13. A compound represented by the formula C, wherein,

    wherein R is as defined in claim 1, preferably from
14. The compound of claim 13 which is
15. A process for preparing a compound of formula I or a salt thereof, which comprises the step of reacting a compound of formula D or a stereoisomer thereof to obtain a compound of formula B or a stereoisomer thereof, reacting the compound of formula B or a stereoisomer thereof with a compound of formula A or a stereoisomer thereof to obtain a compound of formula I,

    wherein R is¹Selected from a hydrogen atom or an alkyl group; r²Selected from optionally substituted aryl OR heteroaryl groups, said substituents being selected from hydrogen atoms, alkyl groups, haloalkyl groups, halogen, amino groups, nitro groups, cyano groups, oxo groups, alkenyl groups, haloalkoxy groups, hydroxyalkyl groups, cycloalkyl groups, heterocyclyl groups, aryl groups, heteroaryl groups, -OR³、-C(O)R³、-C(O)OR³、-S(O)mR³or-NR⁴R⁵Wherein said alkyl, alkoxy, alkenyl, haloalkyl, cycloalkyl, heterocyclyl, aryl and heteroaryl are optionally substituted with one or more substituents selected from deuterium atoms, alkyl, haloalkyl, halogen, amino, nitro, cyano, hydroxy, alkoxy, haloalkoxy, hydroxyalkyl, cycloalkyl, heterocyclyl, aryl or heteroaryl; n is selected from 0, 1,2 or 3; r, R³、R⁴、R⁵M is as defined in claim 1.

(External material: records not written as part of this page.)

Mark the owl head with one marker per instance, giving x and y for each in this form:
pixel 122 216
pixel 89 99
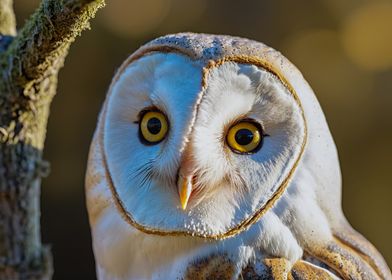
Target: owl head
pixel 205 136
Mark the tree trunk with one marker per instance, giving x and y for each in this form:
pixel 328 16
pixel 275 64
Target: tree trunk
pixel 29 64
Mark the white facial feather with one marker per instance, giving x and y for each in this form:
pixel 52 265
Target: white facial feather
pixel 173 84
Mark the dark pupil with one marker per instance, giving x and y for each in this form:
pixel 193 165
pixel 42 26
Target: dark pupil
pixel 244 137
pixel 154 126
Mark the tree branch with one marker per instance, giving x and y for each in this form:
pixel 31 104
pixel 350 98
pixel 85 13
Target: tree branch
pixel 7 18
pixel 28 67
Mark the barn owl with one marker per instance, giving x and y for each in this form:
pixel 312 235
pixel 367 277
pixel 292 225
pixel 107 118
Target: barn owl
pixel 212 159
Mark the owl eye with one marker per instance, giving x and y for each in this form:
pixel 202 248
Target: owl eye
pixel 245 137
pixel 153 127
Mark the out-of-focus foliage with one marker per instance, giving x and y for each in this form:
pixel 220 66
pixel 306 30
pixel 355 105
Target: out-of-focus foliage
pixel 343 48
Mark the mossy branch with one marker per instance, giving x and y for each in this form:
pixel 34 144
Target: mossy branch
pixel 29 64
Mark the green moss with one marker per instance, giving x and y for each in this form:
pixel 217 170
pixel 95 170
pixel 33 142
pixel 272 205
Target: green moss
pixel 29 68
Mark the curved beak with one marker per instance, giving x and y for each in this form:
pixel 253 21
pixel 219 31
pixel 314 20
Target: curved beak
pixel 185 177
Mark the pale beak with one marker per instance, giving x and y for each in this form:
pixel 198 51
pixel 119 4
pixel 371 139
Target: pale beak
pixel 184 186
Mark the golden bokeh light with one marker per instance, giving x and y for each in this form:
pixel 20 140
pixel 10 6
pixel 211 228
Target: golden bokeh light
pixel 367 36
pixel 134 18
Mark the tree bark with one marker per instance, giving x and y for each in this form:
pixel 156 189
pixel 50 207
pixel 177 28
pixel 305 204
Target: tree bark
pixel 29 64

16. The method of claim 15, further comprising the method steps of any one of claims 1-5 or the method steps of any one of claims 9-12.

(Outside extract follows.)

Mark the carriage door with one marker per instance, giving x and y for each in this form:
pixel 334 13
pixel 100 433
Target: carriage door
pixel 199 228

17. The method of claim 15 or 16, wherein the compound of formula I is
18. The method of claim 15 or 16, wherein the compound of formula I is:
19. a process for preparing a compound of formula III, comprising:
20. a process for preparing a compound of formula IV, comprising:
21. use of a compound according to any one of claims 6 to 8, 13 or 14, or a salt thereof, in the preparation of a compound of formula I,

    wherein, R, R¹、R²N is as defined in claim 15.